In this paper, the evolutionary algorithm for the optimization of Forex market trading strategies is proposed. The introduction to issues related to the financial markets and the evolutionary algorithms precedes the main part of the paper, in which the proposed trading system is presented. The system uses the evolutionary algorithm for optimization of a parameterized greedy strategy, which is then used as an investment strategy on the Forex market. In the proposed system, a model of the Forex market was developed, including all elements that are necessary for simulating realistic trading processes. The proposed evolutionary algorithm contains several novel mechanisms that were introduced to optimize the greedy strategy. The most important of the proposed techniques are the mechanisms for maintaining the population diversity, a mechanism for protecting the best individuals in the population, the mechanisms preventing the excessive growth of the population, the mechanisms of the initialization of the population after moving the time window and a mechanism of choosing the best strategies used for trading. The experiments, conducted with the use of real-world Forex market data, were aimed at testing the quality of the results obtained using the proposed algorithm and comparing them with the results obtained by the buy-and-hold strategy. By comparing our results with the results of the buy-and-hold strategy, we attempted to verify the validity of the efficient market hypothesis.
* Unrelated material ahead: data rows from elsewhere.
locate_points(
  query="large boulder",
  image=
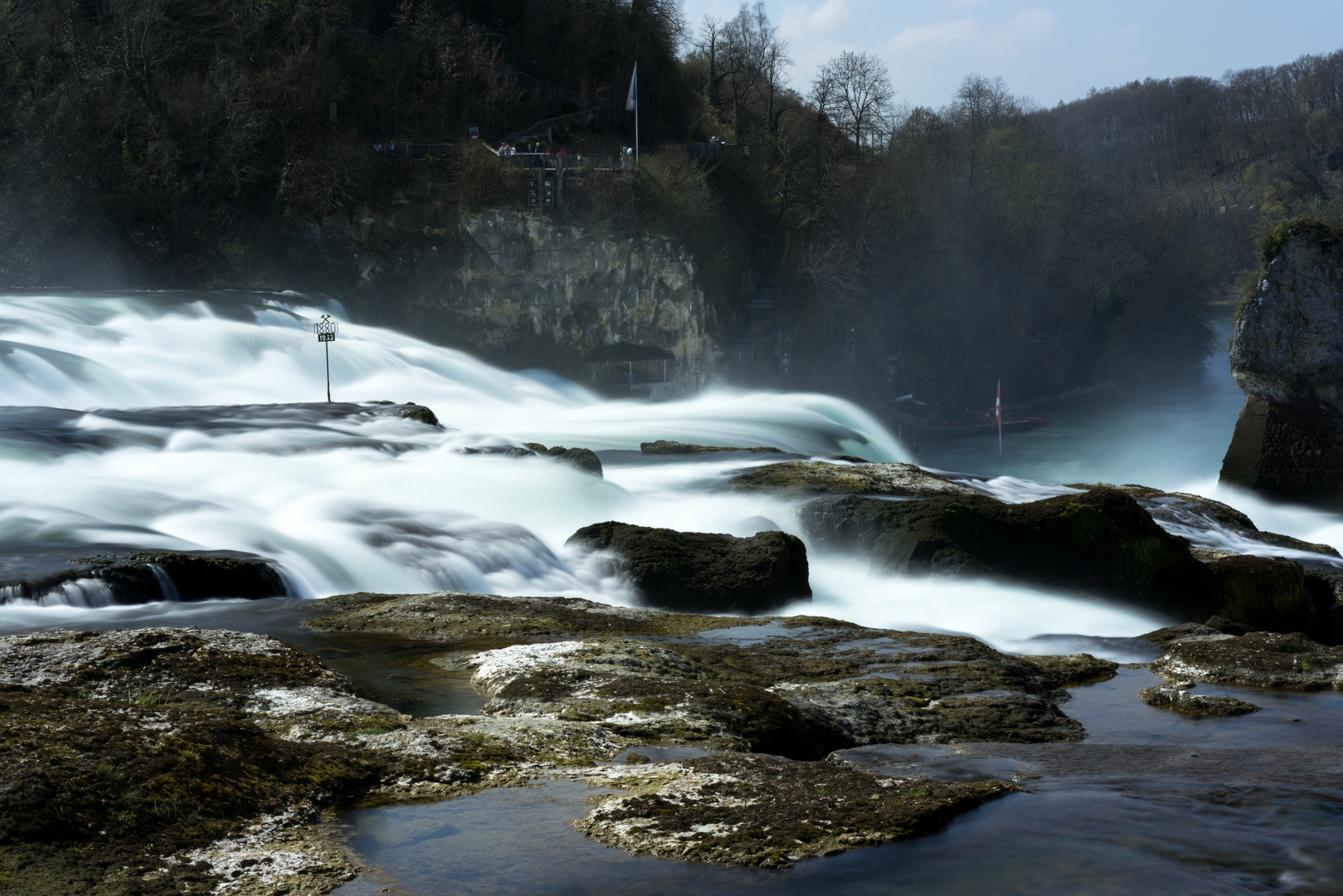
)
(705, 571)
(1100, 542)
(1287, 355)
(1260, 659)
(1271, 594)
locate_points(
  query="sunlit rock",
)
(1287, 355)
(767, 811)
(1260, 659)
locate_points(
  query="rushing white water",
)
(371, 501)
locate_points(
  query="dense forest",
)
(916, 250)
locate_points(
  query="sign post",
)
(325, 331)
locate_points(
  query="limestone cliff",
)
(1287, 355)
(523, 290)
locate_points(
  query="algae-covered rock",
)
(1268, 594)
(453, 616)
(1260, 659)
(766, 811)
(664, 446)
(703, 571)
(583, 458)
(1195, 704)
(644, 689)
(1100, 540)
(817, 477)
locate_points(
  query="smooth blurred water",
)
(151, 421)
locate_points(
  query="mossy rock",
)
(768, 813)
(662, 448)
(705, 571)
(583, 458)
(1100, 542)
(1268, 594)
(817, 477)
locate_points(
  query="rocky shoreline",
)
(175, 761)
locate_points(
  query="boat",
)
(931, 422)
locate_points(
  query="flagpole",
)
(998, 414)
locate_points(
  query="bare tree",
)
(746, 58)
(853, 91)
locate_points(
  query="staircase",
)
(757, 340)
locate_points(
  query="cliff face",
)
(1287, 355)
(524, 290)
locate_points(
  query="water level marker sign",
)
(325, 331)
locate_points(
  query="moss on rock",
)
(770, 813)
(815, 477)
(698, 571)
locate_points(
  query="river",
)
(149, 421)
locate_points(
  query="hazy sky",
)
(1048, 51)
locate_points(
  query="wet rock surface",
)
(1185, 512)
(1195, 704)
(770, 813)
(1100, 540)
(664, 446)
(143, 577)
(1262, 659)
(171, 761)
(704, 571)
(815, 477)
(796, 685)
(585, 460)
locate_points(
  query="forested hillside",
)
(926, 250)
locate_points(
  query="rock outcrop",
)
(815, 477)
(767, 813)
(705, 571)
(1099, 540)
(1287, 355)
(583, 458)
(1260, 659)
(664, 446)
(1195, 704)
(144, 577)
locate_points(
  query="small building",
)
(633, 368)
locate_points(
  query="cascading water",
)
(151, 421)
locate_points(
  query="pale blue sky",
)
(1048, 51)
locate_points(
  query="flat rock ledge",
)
(1195, 704)
(766, 811)
(796, 687)
(664, 446)
(1260, 659)
(817, 477)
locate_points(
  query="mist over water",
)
(147, 421)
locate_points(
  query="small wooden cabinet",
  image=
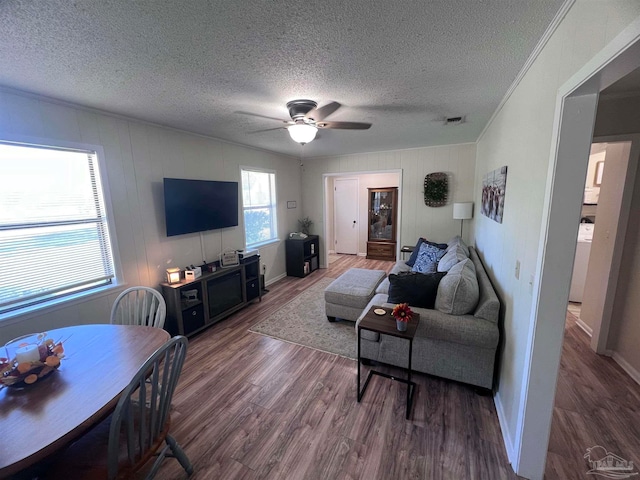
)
(381, 242)
(303, 255)
(194, 305)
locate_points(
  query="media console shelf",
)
(303, 255)
(197, 304)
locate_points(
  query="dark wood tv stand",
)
(217, 295)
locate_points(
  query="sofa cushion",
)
(383, 287)
(416, 289)
(457, 241)
(428, 258)
(458, 291)
(453, 256)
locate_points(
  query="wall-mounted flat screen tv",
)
(199, 205)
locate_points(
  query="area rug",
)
(303, 321)
(333, 257)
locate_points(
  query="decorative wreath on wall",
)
(436, 189)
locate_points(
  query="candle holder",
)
(29, 359)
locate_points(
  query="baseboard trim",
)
(587, 329)
(274, 280)
(506, 438)
(632, 372)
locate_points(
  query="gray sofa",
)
(457, 347)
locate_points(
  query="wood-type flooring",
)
(252, 407)
(597, 403)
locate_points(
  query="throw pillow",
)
(416, 250)
(416, 289)
(457, 241)
(414, 254)
(453, 256)
(458, 292)
(428, 258)
(441, 246)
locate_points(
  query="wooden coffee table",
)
(386, 325)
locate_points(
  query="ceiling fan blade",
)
(344, 125)
(267, 130)
(263, 116)
(321, 113)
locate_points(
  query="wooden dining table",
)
(99, 362)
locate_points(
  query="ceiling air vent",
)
(453, 120)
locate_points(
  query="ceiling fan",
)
(307, 118)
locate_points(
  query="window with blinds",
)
(259, 207)
(54, 237)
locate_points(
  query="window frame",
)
(275, 237)
(66, 301)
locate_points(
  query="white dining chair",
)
(139, 306)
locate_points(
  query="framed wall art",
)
(494, 185)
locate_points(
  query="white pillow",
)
(454, 255)
(457, 241)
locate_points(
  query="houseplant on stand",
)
(403, 314)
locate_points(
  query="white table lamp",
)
(462, 212)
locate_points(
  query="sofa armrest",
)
(461, 329)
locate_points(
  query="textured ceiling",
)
(402, 66)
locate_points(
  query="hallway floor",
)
(597, 404)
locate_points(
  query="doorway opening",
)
(574, 122)
(342, 232)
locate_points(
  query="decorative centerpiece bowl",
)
(29, 359)
(403, 315)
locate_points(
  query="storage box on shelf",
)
(303, 255)
(193, 305)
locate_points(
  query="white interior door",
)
(345, 204)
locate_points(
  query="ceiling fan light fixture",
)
(302, 132)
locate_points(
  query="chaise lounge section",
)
(458, 347)
(347, 295)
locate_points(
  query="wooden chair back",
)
(139, 306)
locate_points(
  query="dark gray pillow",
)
(414, 254)
(416, 250)
(416, 289)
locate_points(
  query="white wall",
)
(520, 136)
(137, 157)
(365, 181)
(416, 218)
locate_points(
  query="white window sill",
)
(263, 244)
(32, 311)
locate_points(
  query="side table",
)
(386, 324)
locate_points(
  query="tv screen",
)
(199, 205)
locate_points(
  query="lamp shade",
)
(173, 275)
(463, 211)
(302, 133)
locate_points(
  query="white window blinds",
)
(259, 207)
(54, 237)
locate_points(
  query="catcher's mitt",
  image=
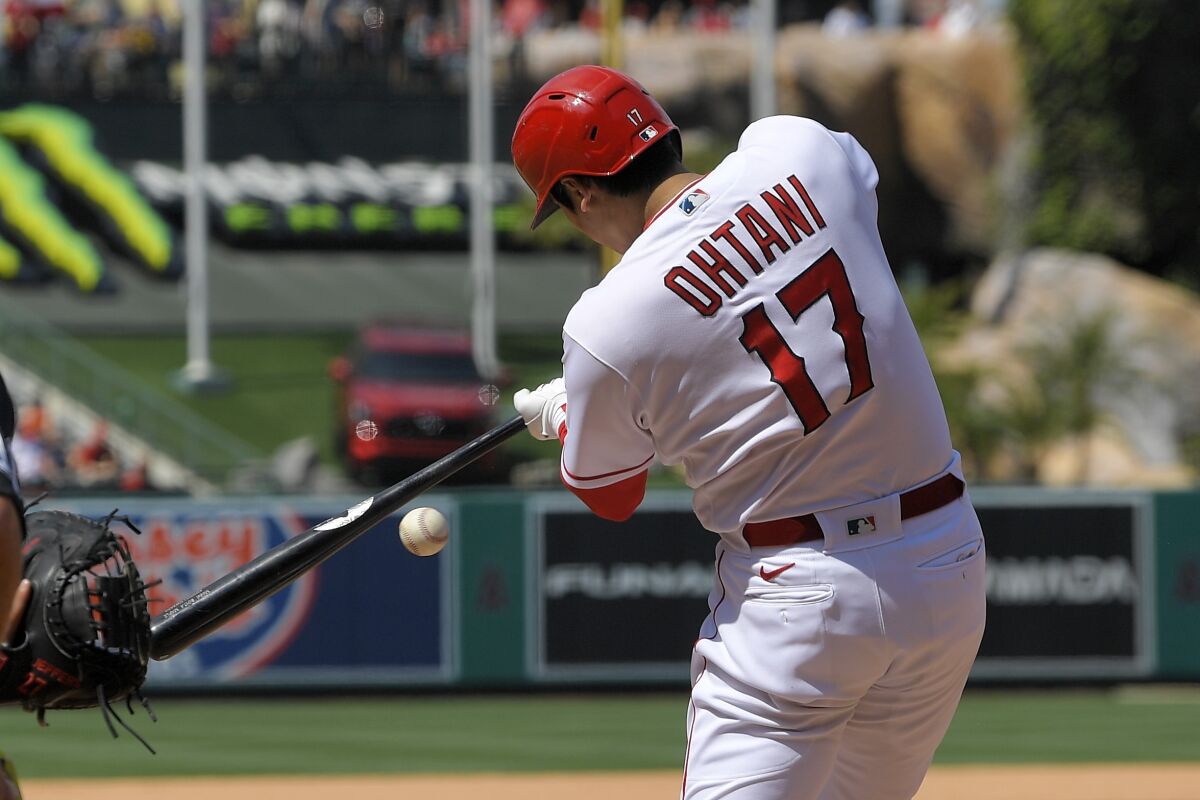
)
(85, 637)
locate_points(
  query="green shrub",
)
(1114, 92)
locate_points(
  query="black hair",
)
(653, 166)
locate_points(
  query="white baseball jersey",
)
(755, 335)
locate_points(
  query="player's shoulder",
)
(783, 131)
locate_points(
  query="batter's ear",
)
(576, 192)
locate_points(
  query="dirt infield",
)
(1038, 782)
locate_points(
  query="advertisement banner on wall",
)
(349, 621)
(619, 601)
(1068, 589)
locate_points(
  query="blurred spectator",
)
(108, 48)
(93, 461)
(36, 451)
(847, 18)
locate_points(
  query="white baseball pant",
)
(837, 678)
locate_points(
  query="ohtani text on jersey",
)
(713, 272)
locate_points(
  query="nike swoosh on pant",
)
(774, 573)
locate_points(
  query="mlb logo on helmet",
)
(861, 525)
(693, 202)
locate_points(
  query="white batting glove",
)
(544, 409)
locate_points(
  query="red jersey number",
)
(826, 276)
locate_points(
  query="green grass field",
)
(281, 389)
(555, 733)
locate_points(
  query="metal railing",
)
(121, 397)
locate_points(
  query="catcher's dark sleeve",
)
(10, 486)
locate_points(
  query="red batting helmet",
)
(588, 120)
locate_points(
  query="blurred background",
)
(261, 257)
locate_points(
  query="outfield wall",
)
(534, 590)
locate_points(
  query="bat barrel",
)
(192, 619)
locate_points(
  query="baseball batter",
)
(753, 334)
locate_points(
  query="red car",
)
(408, 396)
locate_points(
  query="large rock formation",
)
(937, 113)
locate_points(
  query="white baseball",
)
(424, 531)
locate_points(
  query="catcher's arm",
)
(13, 591)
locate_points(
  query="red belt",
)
(805, 528)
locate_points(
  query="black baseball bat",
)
(190, 620)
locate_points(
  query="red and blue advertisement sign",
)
(372, 614)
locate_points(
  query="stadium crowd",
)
(51, 458)
(108, 48)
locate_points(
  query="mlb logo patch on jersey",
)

The credibility of the hypothesis would have more general implications for many different areas of our lives, including future sustainable development policies.

Suggested Citation

  • Rafał Dreżewski & Grzegorz Dziuban & Karol Pająk, 2018. "The Bio-Inspired Optimization of Trading Strategies and Its Impact on the Efficient Market Hypothesis and Sustainable Development Strategies," Sustainability, MDPI, vol. 10(5), pages 1-45, May.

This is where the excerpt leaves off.